The WHO estimates that some 4.1 million people have tuberculosis, but they have not been diagnosed or have not been officially declared, a figure much higher than the 2.9 million in 2019.
According to the report, last year there were 214,000 deaths from tuberculosis among HIV-positive people (compared to 209,000 in 2019) and 1.3 million deaths from tuberculosis among other patients (compared to 1.2 million in 2019).
That is, 1.5 million deaths in total, a figure that had not been reached since 2017, specifies the WHO.
“This report confirms our fears that the disruption of basic health services due to the pandemic could reduce years of progress against tuberculosis to nothing,” insisted Tedros Adhanom Ghebreyesus, WHO Director-General, in a statement.
A report by the Global Fund to Fight AIDS, Tuberculosis and Malaria (of the WHO) had reported in September a setback in the prevention and treatment of these diseases during 2020, for the first time since 2002.
“The impact of Covid-19 in the fight against HIV, tuberculosis and malaria in the communities we support has been devastating.
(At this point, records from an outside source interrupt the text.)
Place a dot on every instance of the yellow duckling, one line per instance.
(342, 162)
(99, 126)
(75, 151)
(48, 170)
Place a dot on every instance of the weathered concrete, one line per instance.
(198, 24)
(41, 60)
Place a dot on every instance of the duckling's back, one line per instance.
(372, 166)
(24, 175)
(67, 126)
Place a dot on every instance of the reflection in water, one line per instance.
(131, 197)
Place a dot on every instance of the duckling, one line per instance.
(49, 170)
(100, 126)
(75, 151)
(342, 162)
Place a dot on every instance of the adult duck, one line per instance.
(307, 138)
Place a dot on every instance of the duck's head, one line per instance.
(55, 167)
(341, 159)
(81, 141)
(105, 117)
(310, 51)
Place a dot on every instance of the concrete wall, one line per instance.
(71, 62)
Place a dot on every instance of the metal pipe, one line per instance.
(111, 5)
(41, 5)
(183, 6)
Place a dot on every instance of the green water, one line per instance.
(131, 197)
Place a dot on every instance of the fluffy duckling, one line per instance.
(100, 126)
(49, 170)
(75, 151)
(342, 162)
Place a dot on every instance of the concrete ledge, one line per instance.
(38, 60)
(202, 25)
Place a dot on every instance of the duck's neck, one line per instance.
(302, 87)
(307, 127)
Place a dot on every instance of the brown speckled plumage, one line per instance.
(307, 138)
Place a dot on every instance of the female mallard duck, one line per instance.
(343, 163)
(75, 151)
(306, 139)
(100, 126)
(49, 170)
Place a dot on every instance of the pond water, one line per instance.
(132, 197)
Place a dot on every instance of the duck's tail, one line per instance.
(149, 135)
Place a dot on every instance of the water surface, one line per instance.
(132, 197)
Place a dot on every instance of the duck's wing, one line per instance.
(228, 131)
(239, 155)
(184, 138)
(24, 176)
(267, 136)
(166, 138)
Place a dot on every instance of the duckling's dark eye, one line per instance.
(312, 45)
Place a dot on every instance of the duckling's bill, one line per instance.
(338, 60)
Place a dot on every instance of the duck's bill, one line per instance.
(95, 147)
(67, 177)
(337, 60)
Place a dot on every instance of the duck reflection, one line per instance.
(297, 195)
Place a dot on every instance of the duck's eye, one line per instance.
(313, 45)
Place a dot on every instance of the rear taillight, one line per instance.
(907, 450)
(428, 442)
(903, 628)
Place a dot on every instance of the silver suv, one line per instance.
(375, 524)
For the first time in the history of the Global Fund, key programmatic outcomes have receded, ”said Peter Sands, CEO of the entity.
The Fund indicated that the pandemic had a “catastrophic” effect on the global fight against tuberculosis, to the point that the number of people treated for drug-resistant tuberculosis fell 19%.
In the countries where the Global Fund invests, some 4.7 million people were treated for tuberculosis in 2020, about a million less than the previous year, according to the aforementioned report.
Global spending on tuberculosis diagnosis, treatment and prevention also fell, from $ 5.8 billion (€ 4.9 billion) to $ 5.3 billion (€ 4.5 billion) in 2020.
This reduction implies less than half of the global financing objective, set at 13,000 million dollars (11,200 million euros) per year between now and 2022.